Running the Tensorflow Object Detection API in a Singularity container


TL;DR Here’s my Singularity Definition File for the Tensorflow Object Detection API (including X11 forwarding).

I love the Tensorflow Object Detection API. It sits on top of Tensorflow and makes powerful object detection models like ResNet, CenterNet, and EfficientDet (relatively) easy to implement. In the past, I’ve used the API to detect fluorescent kernels on maize ears. Unfortunately, setting up the Object Detection API for that project was a pain. I had to manually install the right versions of CUDA/Tensorflow on my cluster and I still worry that the code is difficult for other people (and maybe even for me) to run. To solve these problems, I’m developing a new object detection pipeline in a containerized environment.

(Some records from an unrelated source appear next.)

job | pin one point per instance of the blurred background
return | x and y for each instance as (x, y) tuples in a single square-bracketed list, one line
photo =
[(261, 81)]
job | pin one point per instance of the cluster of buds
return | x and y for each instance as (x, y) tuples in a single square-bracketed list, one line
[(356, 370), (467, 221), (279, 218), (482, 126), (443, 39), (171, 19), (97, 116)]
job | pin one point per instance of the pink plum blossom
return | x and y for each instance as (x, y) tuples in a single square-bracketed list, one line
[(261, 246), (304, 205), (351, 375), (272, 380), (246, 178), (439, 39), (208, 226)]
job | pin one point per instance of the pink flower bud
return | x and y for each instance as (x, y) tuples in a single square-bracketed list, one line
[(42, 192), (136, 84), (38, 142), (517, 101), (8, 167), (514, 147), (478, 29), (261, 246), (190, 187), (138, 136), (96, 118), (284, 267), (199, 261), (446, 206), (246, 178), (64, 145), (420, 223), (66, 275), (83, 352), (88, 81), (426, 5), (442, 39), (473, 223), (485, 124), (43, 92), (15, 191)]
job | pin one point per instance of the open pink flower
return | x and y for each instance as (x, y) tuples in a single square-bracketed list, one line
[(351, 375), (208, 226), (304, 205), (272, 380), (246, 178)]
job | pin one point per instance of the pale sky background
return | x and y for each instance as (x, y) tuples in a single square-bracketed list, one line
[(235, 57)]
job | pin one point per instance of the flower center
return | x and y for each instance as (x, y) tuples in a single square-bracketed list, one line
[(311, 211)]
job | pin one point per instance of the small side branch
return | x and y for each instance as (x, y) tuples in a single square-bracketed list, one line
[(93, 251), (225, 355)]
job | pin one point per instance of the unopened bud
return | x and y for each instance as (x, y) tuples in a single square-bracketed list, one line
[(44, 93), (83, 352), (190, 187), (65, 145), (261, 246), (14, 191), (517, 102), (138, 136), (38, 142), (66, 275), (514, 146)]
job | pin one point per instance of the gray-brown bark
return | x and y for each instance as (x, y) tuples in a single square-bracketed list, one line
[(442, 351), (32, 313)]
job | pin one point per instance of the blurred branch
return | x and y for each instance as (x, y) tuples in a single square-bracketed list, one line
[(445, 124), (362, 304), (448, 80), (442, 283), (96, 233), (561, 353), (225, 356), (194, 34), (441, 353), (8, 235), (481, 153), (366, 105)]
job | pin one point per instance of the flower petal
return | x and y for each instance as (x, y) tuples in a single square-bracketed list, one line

Using a container should reduce the effort needed to run the object detection code, make the methods more reproducible, and make it portable between the cluster and the cloud. In addition to setting up the basic container, I’m including the configurations I used to allow X11 forwarding from the cluster. This allows me to do things like view images and to complete the example code included with the Object Detection API.

Conveniently, the Object Detection API comes with a Dockerfile which can be used to build a Docker container. Inconveniently, Docker can’t be run on most university clusters, including the cluster here at the University of Arizona. Singularity solves this problem: it doesn’t require Docker’s extensive permissions and it interacts better with the shared environment. Here I’ll describe the method I used to convert the Object Detection API Dockerfile into a working Singularity container.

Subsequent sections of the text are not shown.